Microsoft pousse une nouvelle vague d’IA dans son écosystème avec « Copilot Wave 2 », centrée sur des agents multiples qui coopèrent et des possibilités de personnalisation avancée.

Pour replacer ces annonces dans le paysage global des géants de l’IA, on peut utilement consulter Les grandes entreprises de l’intelligence artificielle : comprendre les acteurs, les rôles et les rapports de force.

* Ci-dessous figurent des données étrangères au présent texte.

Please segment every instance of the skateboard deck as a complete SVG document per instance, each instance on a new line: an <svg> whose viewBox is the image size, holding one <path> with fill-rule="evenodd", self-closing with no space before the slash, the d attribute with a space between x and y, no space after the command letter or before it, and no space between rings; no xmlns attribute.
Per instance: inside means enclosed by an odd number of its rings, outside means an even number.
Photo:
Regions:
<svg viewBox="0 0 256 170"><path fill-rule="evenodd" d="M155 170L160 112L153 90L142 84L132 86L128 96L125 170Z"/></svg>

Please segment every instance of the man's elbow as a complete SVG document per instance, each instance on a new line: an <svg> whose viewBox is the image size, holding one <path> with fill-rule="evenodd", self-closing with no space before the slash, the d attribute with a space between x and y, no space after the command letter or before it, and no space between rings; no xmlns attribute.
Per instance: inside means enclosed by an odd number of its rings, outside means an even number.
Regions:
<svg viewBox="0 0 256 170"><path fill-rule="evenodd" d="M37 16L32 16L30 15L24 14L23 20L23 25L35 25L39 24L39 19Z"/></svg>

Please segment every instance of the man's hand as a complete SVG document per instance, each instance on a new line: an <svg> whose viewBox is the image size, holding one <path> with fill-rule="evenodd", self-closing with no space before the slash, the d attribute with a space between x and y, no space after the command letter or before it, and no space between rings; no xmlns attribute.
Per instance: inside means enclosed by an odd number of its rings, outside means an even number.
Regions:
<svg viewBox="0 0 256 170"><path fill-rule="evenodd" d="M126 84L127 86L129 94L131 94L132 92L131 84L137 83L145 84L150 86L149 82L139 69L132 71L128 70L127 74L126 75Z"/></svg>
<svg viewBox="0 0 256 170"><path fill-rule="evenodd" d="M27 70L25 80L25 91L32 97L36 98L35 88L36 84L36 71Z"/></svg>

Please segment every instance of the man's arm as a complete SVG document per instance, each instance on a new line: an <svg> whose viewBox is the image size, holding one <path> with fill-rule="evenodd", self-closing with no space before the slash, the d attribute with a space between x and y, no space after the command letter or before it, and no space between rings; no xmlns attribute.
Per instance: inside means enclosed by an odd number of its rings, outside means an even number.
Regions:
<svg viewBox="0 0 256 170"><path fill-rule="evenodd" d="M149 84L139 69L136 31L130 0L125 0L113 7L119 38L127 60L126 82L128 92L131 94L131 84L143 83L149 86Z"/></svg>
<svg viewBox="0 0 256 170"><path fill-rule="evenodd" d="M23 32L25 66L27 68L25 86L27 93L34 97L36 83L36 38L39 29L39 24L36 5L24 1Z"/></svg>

Pour un dirigeant de TPE/PME, le message est confus : entre « orchestration multi-agents », « tuning d’agents » et « apporter ses propres modèles », difficile de savoir si c’est une vraie avancée utile… ou un étage de plus dans la fusée marketing.

Objectif de cet article : clarifier ce qui est réellement sur la table, ce que cela peut apporter (ou pas) à une entreprise normale, et vous aider à décider : ignorer, surveiller, tester, ou investir.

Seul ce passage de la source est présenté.